Review: La Sirena Clandestina

South American flair meets Midwestern roots at John Manion's long-awaited La Sirena Clandestina

  • Inside La Sirena Clandestina
Inside La Sirena Clandestina (Lenny Gilmore/RedEye )
October 24, 2012|By Kate Bernot | RedEye

Review: La Sirena Clandestina
954 W. Fulton Market 312-226-5300
Rating: !!! ½ (Heating up)

Don't recognize the name John Manion? It's not your fault—the chef's largely been out of the limelight since his former home, Mas, closed in 2008. He helped rehab the menus at Goose Island's Clybourn brewpub and at West Town's Branch 27, and briefly oversaw the kitchen at The Southern. Mostly though, he was quietly plugging away at a restaurant of his own, which grew out of a South American pop-up dinner that Manion and friends created during the summer of 2011.

To Manion, that restaurant, La Sirena Clandestina—"the hidden mermaid"—has been a long time coming. "It's been a really long journey," he said. "But on the second night of that pop-up, the room just became a party. I said, 'Man, this is something else.' That's where it all started."

While the menu at no-reservations Sirena leans South American, drawing from Manion's childhood in Brazil, he's the first to tell you it's not the purest version of that cuisine.

"I've been cooking for 18 years in Chicago," he said. "So the biggest influence in my life is the Midwest."
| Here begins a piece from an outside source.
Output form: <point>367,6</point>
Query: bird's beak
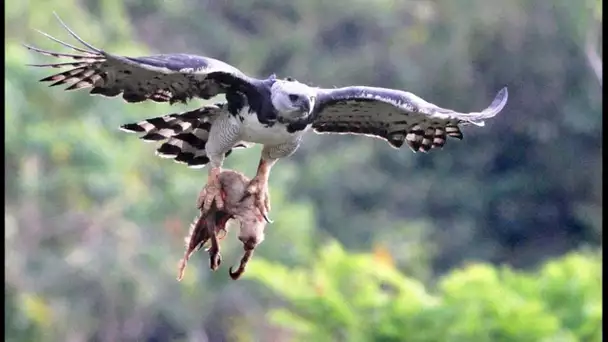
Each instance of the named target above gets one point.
<point>305,106</point>
<point>309,105</point>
South American flavor and Midwest ingredients might sound like strange bedfellows, and given the popularity of Sirena's neighbors—The Publican, Ing and Vera—Manion will have to really impress Chicago's tastebuds to put his name back on the packed dining radar. Would these ceviches and caipirinhas be enough to jog my memory?

Yes, you'll want a drink.
Once you've settled into your table, of which there are only 40 in the West Loop space that formerly housed breakfast-and-lunch spot Dodo, you'll want to order a drink. That's not only because the well-dressed, gregarious types at the bar genuinely look like they're having a great time, but because the cocktails are unlike anything else you can sip in the West Loop. Beverage director Justin Anderson, formerly of Branch 27 and The Bedford, proves he can stir up both classic and creative drinks that riff on the South American inspiration. I could almost smell The Cusco Cup ($10) before I tasted it, with big, fresh cucumber, lemon and ginger scents that are bolstered by a distinctive, bitter bump of Fernet Branca. Even familiar faces like a pisco sour ($10) taste new here, as the balance of all the components—pisco, perfectly frothed egg whites, citrus juice and bitters—made me regret most of the pisco sours I'd had before this one. A tight and affordable wine list is more global than I expected, with a number of bottles from Italy and Germany, but with a dozen-plus cocktails on the menu, I couldn't resist sticking to all things shaken and stirred.

Carnivale this is not.
Diners familiar with the expansive, bright dining room of Chicago's other Nuevo Latino West Loop restaurant, Carnivale, will find its opposite in La Sirena Clandestina. Dark and rustic, mysterious and sexy, Sirena still feels energetic, especially once the dining room fills and it's two bodies deep at the bar after 7 p.m. It's a simmering energy, though, like a sky crackling with electricity before the lightning strikes. Plenty of daters are making the most of the moody ambience.

Hey, this menu's tiny!
There are only a handful or so street food-inspired starters (de la calle) and a half-dozen home-style main courses (de la casa) on the menu, but Manion said he plans to add more dishes this week, always keeping his eye on which ingredients are fresh and available. "Fresh" was the first word on my lips once I finally stopped scooping up mounds of swordfish ceviche ($10), whose large, rustic chunks of mild fish soak up tangy citrus and reached my mouth via an addictive house-made saltine cracker. The night of my visit, a whole branzino ($30) was on special, and my date had to watch me grapple with a few bones as I savored the flakes of moist, simply seasoned bass. I was glad for the generous size of the fish, since I wasn't as thrilled by the tough, slightly dry rabbit skewer ($18). Luckily, Manion plans to add a whole grilled fish to the permanent menu because it's a dish that's so evocative of South America. "When I think about food in Brazil, it's really simply prepared seafood. It's a guy on a beach with charcoal grilling fish or shrimp with just a sauce," he said.